For over 40 years there has been active debate about whether joint provision of audit and non-audit services by a company’s incumbent auditor compromises auditor independence in fact and/or appearance. This chapter analyses the existing literature in the English speaking world and concludes that while there is some evidence supporting a perceived threat to auditor independence, no substantial evidence exists that there is any threat to independence in fact as a consequence of the auditor’s fee dependence.

Introduction

For more than 40 years, regulators, the accounting profession and academics have been debating and researching whether the joint provision of audit services and non-audit services by a company’s incumbent auditor compromises auditor independence in fact or in appearance. Regulators have reacted promptly to recent corporate scandals, despite the lack of convincing corroborative evidence from the auditing research literature. In this chapter I analyse that body of literature which investigates whether auditor independence is impaired as a consequence of the auditor’s fee dependence on auditor provided non-audit services (APNAS). I conclude that while there is some evidence supporting a perceived threat to auditor independence, no substantial evidence exists that supports the notion that there is any threat to independence in fact as a consequence of the auditor’s fee dependence on APNAS.
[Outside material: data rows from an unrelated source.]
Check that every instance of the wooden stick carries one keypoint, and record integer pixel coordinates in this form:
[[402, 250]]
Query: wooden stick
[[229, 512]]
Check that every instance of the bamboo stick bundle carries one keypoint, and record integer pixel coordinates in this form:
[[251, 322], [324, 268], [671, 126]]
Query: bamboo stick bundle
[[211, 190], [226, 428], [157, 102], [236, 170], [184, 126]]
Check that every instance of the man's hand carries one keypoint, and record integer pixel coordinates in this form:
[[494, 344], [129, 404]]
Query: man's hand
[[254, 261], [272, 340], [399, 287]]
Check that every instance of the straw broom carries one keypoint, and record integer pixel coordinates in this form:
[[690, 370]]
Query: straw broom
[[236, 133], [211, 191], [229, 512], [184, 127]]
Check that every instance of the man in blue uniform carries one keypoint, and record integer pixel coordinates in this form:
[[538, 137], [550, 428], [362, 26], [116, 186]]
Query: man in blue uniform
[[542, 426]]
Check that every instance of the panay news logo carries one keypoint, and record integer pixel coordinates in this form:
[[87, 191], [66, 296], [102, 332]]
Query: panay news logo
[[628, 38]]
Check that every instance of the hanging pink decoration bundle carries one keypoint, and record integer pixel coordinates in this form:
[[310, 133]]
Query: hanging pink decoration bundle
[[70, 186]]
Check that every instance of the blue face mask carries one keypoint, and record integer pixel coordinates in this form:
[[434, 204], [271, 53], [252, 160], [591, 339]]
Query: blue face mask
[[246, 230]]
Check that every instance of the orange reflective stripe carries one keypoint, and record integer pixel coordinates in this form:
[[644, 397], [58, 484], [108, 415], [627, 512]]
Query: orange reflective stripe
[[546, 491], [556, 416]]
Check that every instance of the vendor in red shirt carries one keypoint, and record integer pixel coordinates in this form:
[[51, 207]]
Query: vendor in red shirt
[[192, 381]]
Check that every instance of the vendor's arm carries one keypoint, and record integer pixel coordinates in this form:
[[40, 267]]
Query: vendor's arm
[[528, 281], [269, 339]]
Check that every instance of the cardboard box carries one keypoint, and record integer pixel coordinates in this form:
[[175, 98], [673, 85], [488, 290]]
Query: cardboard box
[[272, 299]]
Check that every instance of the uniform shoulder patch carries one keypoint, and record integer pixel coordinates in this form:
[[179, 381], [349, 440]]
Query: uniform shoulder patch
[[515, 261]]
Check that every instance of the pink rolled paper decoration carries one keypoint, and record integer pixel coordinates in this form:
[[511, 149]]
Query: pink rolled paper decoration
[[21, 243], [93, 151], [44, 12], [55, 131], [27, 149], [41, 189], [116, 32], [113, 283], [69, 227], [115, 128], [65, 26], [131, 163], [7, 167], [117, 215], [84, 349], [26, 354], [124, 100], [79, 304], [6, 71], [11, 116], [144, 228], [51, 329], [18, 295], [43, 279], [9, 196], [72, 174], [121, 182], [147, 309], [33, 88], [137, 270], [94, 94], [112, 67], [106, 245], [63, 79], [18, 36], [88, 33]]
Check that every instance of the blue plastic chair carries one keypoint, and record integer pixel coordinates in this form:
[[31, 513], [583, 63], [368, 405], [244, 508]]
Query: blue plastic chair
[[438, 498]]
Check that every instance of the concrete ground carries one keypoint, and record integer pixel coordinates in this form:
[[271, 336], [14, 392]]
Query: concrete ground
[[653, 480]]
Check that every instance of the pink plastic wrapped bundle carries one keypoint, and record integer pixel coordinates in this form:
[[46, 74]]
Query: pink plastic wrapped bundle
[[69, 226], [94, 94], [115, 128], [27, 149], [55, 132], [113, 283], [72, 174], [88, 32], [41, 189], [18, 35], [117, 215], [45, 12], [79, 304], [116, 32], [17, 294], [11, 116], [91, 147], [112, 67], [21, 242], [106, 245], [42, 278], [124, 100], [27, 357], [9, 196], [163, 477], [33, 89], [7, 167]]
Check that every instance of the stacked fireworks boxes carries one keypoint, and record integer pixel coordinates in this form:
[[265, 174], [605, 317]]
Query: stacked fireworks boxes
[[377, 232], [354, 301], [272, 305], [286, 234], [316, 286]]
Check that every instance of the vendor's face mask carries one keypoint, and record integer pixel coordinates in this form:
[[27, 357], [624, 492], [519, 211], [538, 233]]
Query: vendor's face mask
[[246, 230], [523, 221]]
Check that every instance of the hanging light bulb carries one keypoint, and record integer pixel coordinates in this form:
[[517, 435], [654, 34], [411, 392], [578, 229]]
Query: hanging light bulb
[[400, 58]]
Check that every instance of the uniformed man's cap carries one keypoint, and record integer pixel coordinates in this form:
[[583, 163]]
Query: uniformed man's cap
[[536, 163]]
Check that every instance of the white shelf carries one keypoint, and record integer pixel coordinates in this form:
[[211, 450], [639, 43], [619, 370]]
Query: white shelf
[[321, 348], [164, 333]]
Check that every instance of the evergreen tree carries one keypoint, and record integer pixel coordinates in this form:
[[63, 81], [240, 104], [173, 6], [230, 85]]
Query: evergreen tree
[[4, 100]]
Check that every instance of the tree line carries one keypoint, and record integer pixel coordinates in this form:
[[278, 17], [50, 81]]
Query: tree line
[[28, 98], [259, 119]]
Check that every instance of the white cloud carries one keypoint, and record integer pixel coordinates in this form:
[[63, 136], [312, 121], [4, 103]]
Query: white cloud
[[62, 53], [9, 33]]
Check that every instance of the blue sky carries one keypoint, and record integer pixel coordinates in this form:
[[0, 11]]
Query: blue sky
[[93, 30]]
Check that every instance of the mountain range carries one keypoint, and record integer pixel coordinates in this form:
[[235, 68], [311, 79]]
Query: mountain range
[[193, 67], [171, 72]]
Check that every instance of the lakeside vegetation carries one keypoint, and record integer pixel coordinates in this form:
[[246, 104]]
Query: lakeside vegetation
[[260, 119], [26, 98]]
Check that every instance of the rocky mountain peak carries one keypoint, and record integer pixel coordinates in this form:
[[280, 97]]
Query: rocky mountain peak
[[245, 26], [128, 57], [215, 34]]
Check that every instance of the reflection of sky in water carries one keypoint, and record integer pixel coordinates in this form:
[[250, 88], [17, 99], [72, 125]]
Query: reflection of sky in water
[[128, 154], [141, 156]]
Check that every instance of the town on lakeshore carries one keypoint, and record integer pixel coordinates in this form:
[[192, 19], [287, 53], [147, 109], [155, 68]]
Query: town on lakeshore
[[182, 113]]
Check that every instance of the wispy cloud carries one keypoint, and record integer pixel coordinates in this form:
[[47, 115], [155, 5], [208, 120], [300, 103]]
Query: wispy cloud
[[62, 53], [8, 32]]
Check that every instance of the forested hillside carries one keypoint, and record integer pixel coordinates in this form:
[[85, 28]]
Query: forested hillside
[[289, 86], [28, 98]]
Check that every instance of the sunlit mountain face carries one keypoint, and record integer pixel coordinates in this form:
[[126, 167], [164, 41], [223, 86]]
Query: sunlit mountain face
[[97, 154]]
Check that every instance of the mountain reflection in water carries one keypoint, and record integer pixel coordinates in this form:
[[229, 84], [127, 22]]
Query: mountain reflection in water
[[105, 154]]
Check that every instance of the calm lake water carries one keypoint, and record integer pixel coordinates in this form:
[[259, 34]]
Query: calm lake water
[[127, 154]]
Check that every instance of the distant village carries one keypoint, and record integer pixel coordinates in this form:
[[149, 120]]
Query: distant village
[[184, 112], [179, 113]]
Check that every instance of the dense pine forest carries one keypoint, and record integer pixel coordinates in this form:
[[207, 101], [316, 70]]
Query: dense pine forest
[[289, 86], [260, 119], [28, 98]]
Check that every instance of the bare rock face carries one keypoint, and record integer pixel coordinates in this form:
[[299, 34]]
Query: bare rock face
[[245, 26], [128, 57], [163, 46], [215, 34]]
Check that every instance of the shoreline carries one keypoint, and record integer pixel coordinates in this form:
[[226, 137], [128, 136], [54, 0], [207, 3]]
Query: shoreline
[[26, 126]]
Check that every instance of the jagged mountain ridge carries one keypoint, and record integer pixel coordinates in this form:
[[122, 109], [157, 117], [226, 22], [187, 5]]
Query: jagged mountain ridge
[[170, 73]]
This review of the APNAS fee research literature is not exhaustive – it excludes, for example, the experimental markets literature and the analytical literature. My intention is to provide an overview and to draw insights from its major findings and propose avenues for future profitable research. The subject matter is both topical and important, as regulatory agencies and professional bodies rush to shore up public confidence in the auditing profession after some notable and highly visible company (and audit) failures. Such reactive responses need to be tempered with insights and evidence from academic auditing research. Research into auditor independence is currently blossoming and it is timely that results to date be brought together and evaluated. Two review articles have appeared recently (Simnett & Trotman 2002; Nelson 2004), but neither deals specifically with APNAS fee dependence nor covers the same breadth of research paradigms.

The rest of the chapter is set out as follows. I begin with a brief overview of the historical setting, and an indication of the current economic climate and theoretical underpinnings that have given rise to the present debate. The next sections describe the literature according to their different perspectives on the way the problem might best be investigated. Archival studies about financial statement users’ perceptions of auditor independence in the presence of APNAS, archival studies into independence in fact, and a small body of literature that investigates the relation between APNAS and independence from a purely audit firm/audit partner point of view are all discussed in turn. Finally, I draw some conclusions and offer some suggestions for future research.